There was extensive – but not unanimous - support for the principles of time limited, positive discrimination, similar to that in Northern Ireland in relation to the Police Service of Northern Ireland, to play a more central role in improving employment inequalities. At present UK law allows positive action in restricted circumstances, but does not promote it, whereas European Union law permits a wider approach.
Similarly, Canadian law was put forward to support the argument that some people may need to be treated differently in order either to redress broader social disadvantage. It was felt that treating everyone the same sends the clear message that if people fail after receiving equal treatment this is the result of their own limitations and choices. In doing so, it was argued, the legislation fails to recognise other barriers (such as unnecessary job criteria, rigid dress codes or inflexible work practices, poor education opportunities etc) may need to be removed to create a more level playing field.
Trade union approach
The trade union representatives welcomed the Discrimination Law Review and suggested there should be a ‘Genuine Organisational Requirement’ where the organisation was not representative of the local community in order to increase the appropriate level of representation. At present, equality legislation permits Genuine Occupational Requirements (GOR) when filling a vacancy to treat job applicants differently on grounds of a specific requirement, e.g. race, gender, sexual orientation etc.
They were also keen to see an SEA include a clear statement of purpose at the outset in order to make it clear what the purpose of the Act was.
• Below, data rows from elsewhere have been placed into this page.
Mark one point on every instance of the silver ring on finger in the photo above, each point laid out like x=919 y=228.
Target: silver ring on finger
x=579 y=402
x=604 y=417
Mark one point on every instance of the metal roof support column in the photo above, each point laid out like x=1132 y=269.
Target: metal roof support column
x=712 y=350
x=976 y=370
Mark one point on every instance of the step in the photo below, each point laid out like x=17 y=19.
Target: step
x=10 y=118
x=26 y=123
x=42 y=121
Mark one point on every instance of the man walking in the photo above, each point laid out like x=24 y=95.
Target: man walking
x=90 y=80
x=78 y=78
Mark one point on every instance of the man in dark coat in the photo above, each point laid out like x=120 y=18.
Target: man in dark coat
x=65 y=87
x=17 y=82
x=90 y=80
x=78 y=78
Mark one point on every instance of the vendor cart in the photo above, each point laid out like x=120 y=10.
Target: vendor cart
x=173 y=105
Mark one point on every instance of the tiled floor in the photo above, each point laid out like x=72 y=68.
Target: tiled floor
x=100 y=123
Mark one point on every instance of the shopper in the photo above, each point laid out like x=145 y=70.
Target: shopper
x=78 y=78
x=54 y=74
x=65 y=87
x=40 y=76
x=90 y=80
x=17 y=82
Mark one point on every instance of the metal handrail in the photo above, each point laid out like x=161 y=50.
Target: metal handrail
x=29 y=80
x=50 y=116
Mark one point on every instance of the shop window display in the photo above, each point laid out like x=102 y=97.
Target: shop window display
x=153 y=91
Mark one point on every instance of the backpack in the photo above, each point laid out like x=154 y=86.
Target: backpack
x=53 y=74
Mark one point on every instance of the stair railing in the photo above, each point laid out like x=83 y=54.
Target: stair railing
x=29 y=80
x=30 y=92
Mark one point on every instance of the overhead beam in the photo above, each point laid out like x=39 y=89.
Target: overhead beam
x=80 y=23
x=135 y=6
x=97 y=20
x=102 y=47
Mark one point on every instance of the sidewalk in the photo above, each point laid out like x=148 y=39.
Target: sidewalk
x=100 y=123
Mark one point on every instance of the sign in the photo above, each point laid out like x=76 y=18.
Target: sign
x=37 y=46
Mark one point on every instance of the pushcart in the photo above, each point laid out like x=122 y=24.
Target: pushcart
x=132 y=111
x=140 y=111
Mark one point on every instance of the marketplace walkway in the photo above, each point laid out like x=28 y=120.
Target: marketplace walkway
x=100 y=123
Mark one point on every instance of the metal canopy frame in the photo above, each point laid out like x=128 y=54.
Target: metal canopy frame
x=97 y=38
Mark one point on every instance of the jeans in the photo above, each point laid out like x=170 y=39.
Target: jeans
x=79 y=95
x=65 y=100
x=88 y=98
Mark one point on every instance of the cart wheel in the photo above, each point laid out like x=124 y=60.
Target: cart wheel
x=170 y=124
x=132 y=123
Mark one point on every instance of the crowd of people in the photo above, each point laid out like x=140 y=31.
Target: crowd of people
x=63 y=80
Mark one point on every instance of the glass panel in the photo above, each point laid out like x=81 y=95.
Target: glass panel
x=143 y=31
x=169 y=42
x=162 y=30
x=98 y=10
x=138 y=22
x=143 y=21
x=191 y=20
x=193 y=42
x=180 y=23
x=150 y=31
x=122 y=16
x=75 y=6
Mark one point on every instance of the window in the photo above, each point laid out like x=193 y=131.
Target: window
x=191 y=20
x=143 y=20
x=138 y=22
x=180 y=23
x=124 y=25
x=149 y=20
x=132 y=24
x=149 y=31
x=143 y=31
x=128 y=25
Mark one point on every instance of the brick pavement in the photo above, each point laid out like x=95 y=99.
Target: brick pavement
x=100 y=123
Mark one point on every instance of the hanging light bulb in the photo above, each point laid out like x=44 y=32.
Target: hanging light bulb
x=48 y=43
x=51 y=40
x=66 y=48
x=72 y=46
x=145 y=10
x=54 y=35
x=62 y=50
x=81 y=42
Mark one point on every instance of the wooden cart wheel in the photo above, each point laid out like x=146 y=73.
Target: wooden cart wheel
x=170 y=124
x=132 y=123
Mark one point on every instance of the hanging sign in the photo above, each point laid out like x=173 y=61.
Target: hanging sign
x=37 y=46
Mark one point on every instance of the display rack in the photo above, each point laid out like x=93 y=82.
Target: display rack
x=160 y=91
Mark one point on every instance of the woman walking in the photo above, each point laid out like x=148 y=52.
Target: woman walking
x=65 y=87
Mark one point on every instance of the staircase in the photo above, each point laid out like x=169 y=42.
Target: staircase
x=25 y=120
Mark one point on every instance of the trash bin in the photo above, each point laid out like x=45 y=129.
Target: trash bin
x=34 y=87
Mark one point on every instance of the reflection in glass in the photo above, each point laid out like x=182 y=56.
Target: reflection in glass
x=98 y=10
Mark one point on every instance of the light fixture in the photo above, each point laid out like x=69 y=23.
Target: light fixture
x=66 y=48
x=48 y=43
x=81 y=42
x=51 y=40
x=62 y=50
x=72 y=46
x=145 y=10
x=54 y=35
Their view was that too much equality legislation was written by lawyers without a clear view of what the legislation was intended to achieve.
In terms of enforcement, they favoured the previous employment record of a company being taken into account (in the same way a criminal’s past convictions can be taken into account at sentencing), ‘class actions’ (this is a civil action brought by one or more individuals on behalf of themselves and "all others similarly situated". The purpose of a class action is to secure a judicial remedy which not only eliminates a wrong committed against an individual, and compensates him or her for the effects of that wrong, but which also provides such remedies for all others in a definable class who have suffered as a result of the same practice or practices), six months to bring an Employment Tribunal action and comprehensive equalities monitoring being required of all public and private sector organisations.